Le Grand Véhicule désigne une doctrine et un mouvement, il s’agit du Véhicule des bodhisattva. Mais, pour en comprendre réellement la portée, il convient, disent tous les textes, de dépasser cette première acception, trop superficielle encore, et d’exposer le sens profond du mot «grand».

«Grand» n’est pas une simple qualification, il s’agit d’une vocation à vivre dans l’authenticité. Qui s’exerce au Grand Véhicule déploie simplement son cœur. La grandeur est un sentiment inépuisable tout à la fois de force, de confiance, de douceur et de bonté, de tendresse aussi. Adopter ce mot de «grand» est comme une manière de rassembler toutes ces attitudes sous un seul vocable. Il ne s’agit évidemment pas de simples attitudes intérieures mais de tous les gestes inouïs et résolus de l’amour. Le Grand Véhicule, en tant que corps doctrinal ou corpus de textes, n’invite qu’à sonder, éprouver, vivifier ce sentiment de grandeur.

«Grand» est la parole vive par excellence, car la grandeur vient de la vie et va à la vie. «Grand» n’a pas le sens de haut, mais celui de vaste et de large. La grandeur n’est pas une abstraction mais un art de vivre. Dans la tradition de l’éveil (le bouddhisme), «grand» exprime que tout commence et que tout finit, ici, dans l’expérience la plus triviale, la plus ordinaire de notre condition. Nous avons toujours des idées et des idéaux sur ce qu’est ou ce que devrait être la réalité, mais nous devons aller plus loin, faire un pas supplémentaire, vers l’ici-même, dans la réalité. Nous y installer, ou plutôt, puisque nous y sommes déjà, nous y réinstaller, mais autrement, pour de bon.

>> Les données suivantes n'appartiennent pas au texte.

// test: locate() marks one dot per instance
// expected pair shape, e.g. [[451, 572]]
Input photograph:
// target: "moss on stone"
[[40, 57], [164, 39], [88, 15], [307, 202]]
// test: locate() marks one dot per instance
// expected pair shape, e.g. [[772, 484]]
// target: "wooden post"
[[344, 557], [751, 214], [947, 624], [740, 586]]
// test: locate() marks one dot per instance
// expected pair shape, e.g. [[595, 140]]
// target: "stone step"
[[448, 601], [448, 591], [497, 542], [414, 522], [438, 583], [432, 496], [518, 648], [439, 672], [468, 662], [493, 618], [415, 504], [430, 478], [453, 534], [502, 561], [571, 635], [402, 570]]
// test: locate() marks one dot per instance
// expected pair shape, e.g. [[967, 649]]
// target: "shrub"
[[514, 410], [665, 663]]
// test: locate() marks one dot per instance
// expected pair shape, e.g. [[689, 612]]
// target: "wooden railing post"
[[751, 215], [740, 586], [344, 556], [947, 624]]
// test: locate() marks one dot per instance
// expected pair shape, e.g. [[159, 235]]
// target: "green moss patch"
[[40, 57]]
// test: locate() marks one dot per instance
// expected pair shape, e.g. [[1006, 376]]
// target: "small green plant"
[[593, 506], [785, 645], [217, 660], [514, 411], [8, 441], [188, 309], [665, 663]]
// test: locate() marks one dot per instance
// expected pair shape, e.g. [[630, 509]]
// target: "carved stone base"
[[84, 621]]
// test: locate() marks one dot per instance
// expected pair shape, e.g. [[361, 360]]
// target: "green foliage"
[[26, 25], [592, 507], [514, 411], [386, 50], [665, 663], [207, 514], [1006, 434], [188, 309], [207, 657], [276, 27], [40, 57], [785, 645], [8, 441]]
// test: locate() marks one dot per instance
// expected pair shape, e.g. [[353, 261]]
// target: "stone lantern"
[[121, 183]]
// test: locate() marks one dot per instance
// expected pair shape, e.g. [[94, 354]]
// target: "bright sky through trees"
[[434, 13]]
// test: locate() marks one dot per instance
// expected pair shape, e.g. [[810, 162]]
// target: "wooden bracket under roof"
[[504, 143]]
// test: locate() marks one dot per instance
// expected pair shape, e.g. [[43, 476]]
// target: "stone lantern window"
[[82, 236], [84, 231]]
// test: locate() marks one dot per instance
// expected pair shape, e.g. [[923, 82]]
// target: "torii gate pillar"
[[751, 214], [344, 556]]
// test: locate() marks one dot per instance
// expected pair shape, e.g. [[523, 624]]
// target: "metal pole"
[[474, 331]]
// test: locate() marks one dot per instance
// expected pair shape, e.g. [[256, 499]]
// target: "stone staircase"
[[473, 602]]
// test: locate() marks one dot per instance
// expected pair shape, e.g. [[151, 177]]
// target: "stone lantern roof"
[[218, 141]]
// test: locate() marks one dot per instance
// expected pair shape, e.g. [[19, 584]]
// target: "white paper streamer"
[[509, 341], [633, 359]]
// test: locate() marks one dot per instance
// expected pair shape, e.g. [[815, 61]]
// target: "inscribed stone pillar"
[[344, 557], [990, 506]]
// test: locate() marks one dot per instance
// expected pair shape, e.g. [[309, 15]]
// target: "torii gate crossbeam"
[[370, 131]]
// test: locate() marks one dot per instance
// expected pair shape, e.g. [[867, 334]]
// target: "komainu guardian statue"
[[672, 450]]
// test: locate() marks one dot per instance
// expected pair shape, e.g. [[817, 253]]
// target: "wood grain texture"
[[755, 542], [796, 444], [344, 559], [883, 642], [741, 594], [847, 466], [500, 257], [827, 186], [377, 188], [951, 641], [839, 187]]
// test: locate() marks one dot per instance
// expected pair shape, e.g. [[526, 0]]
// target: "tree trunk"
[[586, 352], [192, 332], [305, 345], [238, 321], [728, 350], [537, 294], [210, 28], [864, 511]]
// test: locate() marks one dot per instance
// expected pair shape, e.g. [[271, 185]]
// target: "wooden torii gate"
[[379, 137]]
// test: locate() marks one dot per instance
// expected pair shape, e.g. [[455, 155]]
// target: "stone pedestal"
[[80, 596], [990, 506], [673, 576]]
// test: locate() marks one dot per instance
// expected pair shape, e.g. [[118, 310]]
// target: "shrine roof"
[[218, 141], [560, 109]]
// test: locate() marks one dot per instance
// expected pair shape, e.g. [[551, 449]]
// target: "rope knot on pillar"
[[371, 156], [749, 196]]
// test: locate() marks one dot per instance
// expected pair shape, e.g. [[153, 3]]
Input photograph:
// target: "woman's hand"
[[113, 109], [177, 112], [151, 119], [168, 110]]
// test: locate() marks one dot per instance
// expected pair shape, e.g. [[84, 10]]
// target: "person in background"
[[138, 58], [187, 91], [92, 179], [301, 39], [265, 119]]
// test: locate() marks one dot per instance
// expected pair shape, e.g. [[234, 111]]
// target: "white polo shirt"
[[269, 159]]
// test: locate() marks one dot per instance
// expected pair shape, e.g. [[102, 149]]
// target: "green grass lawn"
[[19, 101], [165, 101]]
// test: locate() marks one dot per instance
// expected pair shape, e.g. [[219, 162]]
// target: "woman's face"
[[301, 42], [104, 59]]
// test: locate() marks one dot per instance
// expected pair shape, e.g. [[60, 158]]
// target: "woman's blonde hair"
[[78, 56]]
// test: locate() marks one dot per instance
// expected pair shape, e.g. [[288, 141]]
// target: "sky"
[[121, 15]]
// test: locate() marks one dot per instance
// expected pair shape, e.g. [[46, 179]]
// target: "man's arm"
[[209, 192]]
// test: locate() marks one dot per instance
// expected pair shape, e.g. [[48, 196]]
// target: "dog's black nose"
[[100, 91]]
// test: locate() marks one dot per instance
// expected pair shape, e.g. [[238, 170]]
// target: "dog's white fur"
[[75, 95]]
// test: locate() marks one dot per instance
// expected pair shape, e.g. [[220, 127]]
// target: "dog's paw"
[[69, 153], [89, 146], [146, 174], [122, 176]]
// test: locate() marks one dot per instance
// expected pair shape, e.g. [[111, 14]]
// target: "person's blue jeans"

La grandeur, c’est déjà simplement commencer par mesurer que nous avons un corps, que nous sommes un corps. Parfois, on pense être comme une âme emprisonnée, nous aimerions pouvoir nous détacher des humeurs, des dérèglements, des limitations de cette enveloppe corporelle, pour vivre dans les espaces illimités de l’esprit qui peut tout imaginer, tout penser. Mais la grandeur n’est pas là. La grandeur ne consiste pas à nous abstraire de ce monde, de ce corps que nous avons, mais à reconnaître que nous sommes, de part en part, toutes ces humeurs, ces dérèglements et ces limitations. Nous devons non seulement les reconnaître, mais les éprouver. Nous nous croyons emprisonnés, nous pensons qu’il nous faudrait quitter ce corps-ci et ce mental-ci, mais que serions-nous une fois dépouillés de toutes ces gangues corporelles et mentales ? Absolument rien. Car notre existence ne s’accomplit que dans ce corps et ce mental. Et nulle part ailleurs.

Les mains jointes.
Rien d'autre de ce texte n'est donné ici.